Provençal town signs saved after locals fight back
What's in a name? Enough to spark a war of words between mayors and a departmental council over whether they can continue using old Provençal names on road signs.
Several mayors in Vaucluse complained after they received letters saying a 1967 law ruled that signs should contain only the town name in French.
The letter said there should be no other information shown, such as village fleuri or that there are cameras – or a regional language name.
Pierre Gabert, mayor of Pernes-les-Fonaines, joined several mayors campaign against the change.
He said his town’s Perno li Font panel was put up in 1988 and should be preserved.
He said: “To apply a law 50 years later is daft. It may only be a sign at the town entrance but it represents our heritage.”
Vaucluse departmental council President Maurice Chabert initially told reporters there was a risk of having distracting information on the signs, such as capitale du melon, de la truffe, de la cerise, but later said communes could do what they wanted, at their own risk.
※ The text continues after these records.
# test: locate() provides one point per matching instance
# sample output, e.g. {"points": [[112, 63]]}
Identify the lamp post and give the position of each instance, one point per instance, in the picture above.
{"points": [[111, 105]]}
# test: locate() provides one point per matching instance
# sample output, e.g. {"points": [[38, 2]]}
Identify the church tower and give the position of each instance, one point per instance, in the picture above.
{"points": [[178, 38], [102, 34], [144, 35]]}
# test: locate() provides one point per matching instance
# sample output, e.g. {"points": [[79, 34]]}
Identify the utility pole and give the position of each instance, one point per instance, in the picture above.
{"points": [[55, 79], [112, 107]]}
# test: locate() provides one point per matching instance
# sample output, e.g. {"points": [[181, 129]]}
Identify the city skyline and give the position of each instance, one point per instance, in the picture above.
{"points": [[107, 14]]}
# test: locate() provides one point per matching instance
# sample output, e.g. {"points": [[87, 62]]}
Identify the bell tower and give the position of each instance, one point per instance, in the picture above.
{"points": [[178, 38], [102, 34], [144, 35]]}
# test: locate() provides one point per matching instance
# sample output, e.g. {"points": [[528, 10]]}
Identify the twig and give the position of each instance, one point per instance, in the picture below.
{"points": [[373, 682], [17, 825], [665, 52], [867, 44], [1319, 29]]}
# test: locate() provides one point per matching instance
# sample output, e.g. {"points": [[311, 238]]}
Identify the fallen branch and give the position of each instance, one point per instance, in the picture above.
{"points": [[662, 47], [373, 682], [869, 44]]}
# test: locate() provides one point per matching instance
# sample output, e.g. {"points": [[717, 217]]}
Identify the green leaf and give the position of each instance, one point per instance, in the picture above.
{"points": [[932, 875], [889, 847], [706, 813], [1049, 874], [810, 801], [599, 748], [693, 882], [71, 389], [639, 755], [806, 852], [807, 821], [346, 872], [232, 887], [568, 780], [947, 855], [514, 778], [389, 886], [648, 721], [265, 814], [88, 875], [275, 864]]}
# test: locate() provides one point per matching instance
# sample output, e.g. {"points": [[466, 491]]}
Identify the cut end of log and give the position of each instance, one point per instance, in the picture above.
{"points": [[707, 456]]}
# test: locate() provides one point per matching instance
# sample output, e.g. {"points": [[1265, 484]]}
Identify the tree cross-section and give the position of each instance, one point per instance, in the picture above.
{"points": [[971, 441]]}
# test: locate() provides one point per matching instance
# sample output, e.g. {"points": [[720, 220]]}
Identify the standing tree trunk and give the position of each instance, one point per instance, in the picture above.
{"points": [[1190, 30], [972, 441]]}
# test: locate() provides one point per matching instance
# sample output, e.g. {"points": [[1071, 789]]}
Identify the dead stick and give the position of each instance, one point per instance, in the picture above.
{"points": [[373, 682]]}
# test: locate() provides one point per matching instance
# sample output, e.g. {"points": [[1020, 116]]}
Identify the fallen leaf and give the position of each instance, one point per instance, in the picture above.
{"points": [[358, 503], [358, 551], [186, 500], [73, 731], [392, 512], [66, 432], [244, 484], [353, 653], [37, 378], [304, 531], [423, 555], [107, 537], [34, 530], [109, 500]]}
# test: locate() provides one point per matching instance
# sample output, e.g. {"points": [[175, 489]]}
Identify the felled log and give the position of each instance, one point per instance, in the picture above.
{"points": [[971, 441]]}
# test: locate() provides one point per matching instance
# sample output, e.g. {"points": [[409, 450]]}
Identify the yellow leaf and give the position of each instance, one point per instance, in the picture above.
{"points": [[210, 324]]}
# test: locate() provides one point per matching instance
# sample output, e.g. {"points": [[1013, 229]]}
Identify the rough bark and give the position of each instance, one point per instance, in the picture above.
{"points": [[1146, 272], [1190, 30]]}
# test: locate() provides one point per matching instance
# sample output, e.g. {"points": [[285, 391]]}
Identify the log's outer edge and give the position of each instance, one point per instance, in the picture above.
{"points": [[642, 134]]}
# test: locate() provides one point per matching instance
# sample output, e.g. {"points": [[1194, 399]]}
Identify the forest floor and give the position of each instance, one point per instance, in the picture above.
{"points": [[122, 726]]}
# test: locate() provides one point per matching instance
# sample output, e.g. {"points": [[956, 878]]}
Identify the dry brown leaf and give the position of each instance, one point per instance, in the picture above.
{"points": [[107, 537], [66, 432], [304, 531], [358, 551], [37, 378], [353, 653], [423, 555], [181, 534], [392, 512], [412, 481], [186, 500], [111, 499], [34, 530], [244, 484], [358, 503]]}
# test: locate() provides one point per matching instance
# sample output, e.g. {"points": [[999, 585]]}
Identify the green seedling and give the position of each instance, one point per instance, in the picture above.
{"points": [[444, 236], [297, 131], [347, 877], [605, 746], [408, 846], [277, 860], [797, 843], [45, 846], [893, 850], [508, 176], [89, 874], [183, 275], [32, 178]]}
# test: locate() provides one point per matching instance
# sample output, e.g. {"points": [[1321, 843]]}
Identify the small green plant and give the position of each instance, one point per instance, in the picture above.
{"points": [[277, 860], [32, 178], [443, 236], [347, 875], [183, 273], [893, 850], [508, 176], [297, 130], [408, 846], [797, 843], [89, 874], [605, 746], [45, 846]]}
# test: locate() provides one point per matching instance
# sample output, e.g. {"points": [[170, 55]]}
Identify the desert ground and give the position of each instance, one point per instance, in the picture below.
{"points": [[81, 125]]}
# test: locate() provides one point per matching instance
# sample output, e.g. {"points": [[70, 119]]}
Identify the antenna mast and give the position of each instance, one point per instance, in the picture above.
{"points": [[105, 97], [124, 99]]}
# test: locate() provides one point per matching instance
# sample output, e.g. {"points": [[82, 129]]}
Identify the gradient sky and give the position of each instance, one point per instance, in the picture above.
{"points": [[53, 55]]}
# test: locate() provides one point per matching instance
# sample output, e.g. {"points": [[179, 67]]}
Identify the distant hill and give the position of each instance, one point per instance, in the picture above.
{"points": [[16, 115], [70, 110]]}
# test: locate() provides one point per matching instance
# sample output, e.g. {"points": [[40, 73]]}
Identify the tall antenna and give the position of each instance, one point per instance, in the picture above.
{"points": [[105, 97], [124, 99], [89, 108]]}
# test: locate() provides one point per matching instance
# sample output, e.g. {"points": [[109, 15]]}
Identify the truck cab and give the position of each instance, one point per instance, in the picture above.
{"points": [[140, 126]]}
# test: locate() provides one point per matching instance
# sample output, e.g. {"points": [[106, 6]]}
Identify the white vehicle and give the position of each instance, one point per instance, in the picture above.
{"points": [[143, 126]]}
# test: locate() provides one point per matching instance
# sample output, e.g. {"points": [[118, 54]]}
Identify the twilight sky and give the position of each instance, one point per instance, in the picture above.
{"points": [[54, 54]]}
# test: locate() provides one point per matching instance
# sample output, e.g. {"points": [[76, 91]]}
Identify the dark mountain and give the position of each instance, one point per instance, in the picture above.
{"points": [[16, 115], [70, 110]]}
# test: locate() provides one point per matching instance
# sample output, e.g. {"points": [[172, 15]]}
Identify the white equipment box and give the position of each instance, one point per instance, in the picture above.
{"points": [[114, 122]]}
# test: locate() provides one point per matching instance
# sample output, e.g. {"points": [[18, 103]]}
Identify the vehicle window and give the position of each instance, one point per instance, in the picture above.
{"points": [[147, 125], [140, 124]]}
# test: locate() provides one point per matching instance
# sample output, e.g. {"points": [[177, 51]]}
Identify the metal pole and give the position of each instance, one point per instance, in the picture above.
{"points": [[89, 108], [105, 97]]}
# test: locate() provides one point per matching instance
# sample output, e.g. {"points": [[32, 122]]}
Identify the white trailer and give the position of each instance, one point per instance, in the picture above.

After the dispute hit national media, he issued a press release and said road improvements carried out in six communes had meant old signs were removed and replaced.
The add-on signs were taken down and returned to the communes with the recommendation that they be attached to a second signboard a few metres from the official sign.
He denied a “chasse aux panneaux en provençal”, saying Vaucluse backed the language and was one of few councils with a vice-president for Provençal culture.
Provençal is spoken by 300,000 people across the Paca region, part of the Drôme department and the former province of Languedoc.
Jean-Pierre Richard, president of Collectif Prouvènço, said there were 500,000 speakers 20 years ago. Local primary and secondary schools offer it as an option.